After a few minutes I leave our offices to head to the World Bank. By the time I arrive in my boss’s office I am sobbing. This is the second person out of twenty that we have lost in the past six months. Our first colleague was killed in a car accident coming back from Cameroon, and now our second colleague has gone after a long illness. We have started to grow close, this is too much loss.

We talk about what to do: call the training off, send a delegation, contact people we know in the South to provide money for the funeral. Now we need permission to travel: in the middle of death we make phone calls to track down managers in Johannesburg and Douala to expedite trip approval in SAP — the Bank is an odd place...

We finally reach someone, I dig a wad of cash out of a chest in my home to travel with, we pack to head south.
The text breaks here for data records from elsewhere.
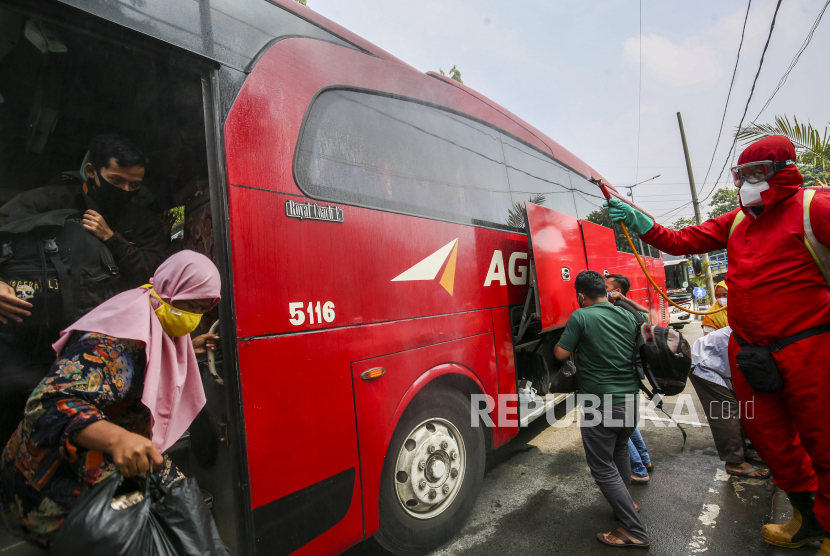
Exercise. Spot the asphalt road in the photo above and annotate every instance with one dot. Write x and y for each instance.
(539, 498)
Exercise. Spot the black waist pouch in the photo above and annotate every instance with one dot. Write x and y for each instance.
(757, 364)
(759, 368)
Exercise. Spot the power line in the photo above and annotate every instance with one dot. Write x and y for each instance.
(748, 100)
(639, 94)
(795, 60)
(678, 209)
(728, 95)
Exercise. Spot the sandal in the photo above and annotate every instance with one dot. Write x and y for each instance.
(751, 455)
(746, 473)
(636, 507)
(620, 535)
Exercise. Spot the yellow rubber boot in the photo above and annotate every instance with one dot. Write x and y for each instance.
(799, 530)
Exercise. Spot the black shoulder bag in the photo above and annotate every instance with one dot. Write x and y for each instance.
(757, 364)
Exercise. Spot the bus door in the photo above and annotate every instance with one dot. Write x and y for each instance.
(600, 248)
(558, 256)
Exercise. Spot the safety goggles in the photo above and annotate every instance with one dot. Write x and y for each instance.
(754, 172)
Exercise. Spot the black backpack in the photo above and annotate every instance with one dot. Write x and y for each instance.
(662, 355)
(53, 263)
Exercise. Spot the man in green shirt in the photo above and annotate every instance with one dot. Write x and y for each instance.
(603, 337)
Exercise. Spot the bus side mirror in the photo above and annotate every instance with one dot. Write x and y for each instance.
(697, 265)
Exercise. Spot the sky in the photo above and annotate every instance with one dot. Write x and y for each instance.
(572, 69)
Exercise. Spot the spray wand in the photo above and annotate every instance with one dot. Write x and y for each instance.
(607, 194)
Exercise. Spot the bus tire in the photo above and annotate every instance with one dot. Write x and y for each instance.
(432, 473)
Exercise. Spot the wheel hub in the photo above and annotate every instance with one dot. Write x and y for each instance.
(430, 468)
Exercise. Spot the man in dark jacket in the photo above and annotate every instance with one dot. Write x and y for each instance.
(132, 233)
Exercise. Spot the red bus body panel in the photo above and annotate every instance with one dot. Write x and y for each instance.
(557, 248)
(600, 248)
(301, 377)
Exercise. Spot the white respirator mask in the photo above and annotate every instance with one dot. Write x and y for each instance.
(751, 193)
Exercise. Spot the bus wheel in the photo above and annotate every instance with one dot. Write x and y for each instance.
(431, 475)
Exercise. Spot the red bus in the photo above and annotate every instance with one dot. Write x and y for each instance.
(367, 220)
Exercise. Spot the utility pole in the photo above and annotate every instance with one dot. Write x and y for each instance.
(709, 283)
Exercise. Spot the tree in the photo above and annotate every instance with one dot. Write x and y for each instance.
(810, 146)
(683, 222)
(814, 175)
(454, 73)
(724, 200)
(516, 213)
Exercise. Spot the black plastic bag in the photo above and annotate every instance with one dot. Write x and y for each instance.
(565, 381)
(169, 521)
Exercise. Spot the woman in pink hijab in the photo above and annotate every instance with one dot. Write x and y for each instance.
(125, 387)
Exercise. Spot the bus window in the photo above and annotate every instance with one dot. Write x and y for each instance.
(591, 209)
(223, 30)
(390, 154)
(531, 173)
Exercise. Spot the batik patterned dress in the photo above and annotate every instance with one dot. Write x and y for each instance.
(42, 469)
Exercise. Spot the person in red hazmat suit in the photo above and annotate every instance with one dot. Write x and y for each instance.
(776, 290)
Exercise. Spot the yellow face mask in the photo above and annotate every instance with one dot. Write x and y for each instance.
(175, 321)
I go back to work to sit with the team and say goodbye, and we get another call. "Praise God, he's not dead, he's back to life." I understand nothing. His parents say he's awake, and then he even calls himself. At first I think this is some kind of joke. So he didn't really pass away then? What's going on?

This happens all the time people say, especially in villages: why do you think it's someone's job to declare death? My staff explains to me, people sometimes end up knocking on the lids of their own coffins. A colleague tells me that as a kid he went to the cemetery to bury a man wrapped in a white sheet. The man is laid on the ground, prayers and blessings given, and a minute later he bolts upright. Half of those gathered scream and run away.

The line between life and death is not as clear as you think Alex. You can never tell, my staff says, the heart can slow to barely a murmur, a man's breath won't even stir the dust in the air. Life and death are very, very close. I should perhaps know better, I've been sick for months — parasites, malaria, other woes. But somehow I still think this is just a strange exception that will soon pass and I can go back to normal life.

In the late morning I go back to the training at the Chamber of Commerce and my whole staff is still there around the table. What do we do now? We go on they say, he’s alive, we pray for his recovery. OK I say, if this is what you want, OK. I want to leave, but instead I continue with a session on Excel. The room is silent; they are amazed as I show them how to create spreadsheets. Instead of pages done with pencil and paper, they now have formulas that will link, calculate, and generate figures for their business plans. I tell them if they make a mistake, just click control z and it will reset everything. There is something so odd to me about the ability to create and dissolve powerful formulas with the click of a button.

That night I fall into bed. The next day we finish the training and decide to keep our dinner together as planned. He was better during the day, but during the night has worsened, although he's still alive. That night at dinner the food tastes particularly strong, we eat chicken with onions and plantains. After dinner, half the team leaves, but the rest of us stay, talking our way into the night. I don’t want to leave, but I have a flight to catch. I give a staff member a ride home on the back of my motorcycle through the dust and heat of the night. I fly off to a frozen Europe.

Postscript: This blog entry was orginally written on March 15th. Since that time, Sylvestre Yaldé, a Training Support Officer at IFC's Chad Enterprise Center, has passed away.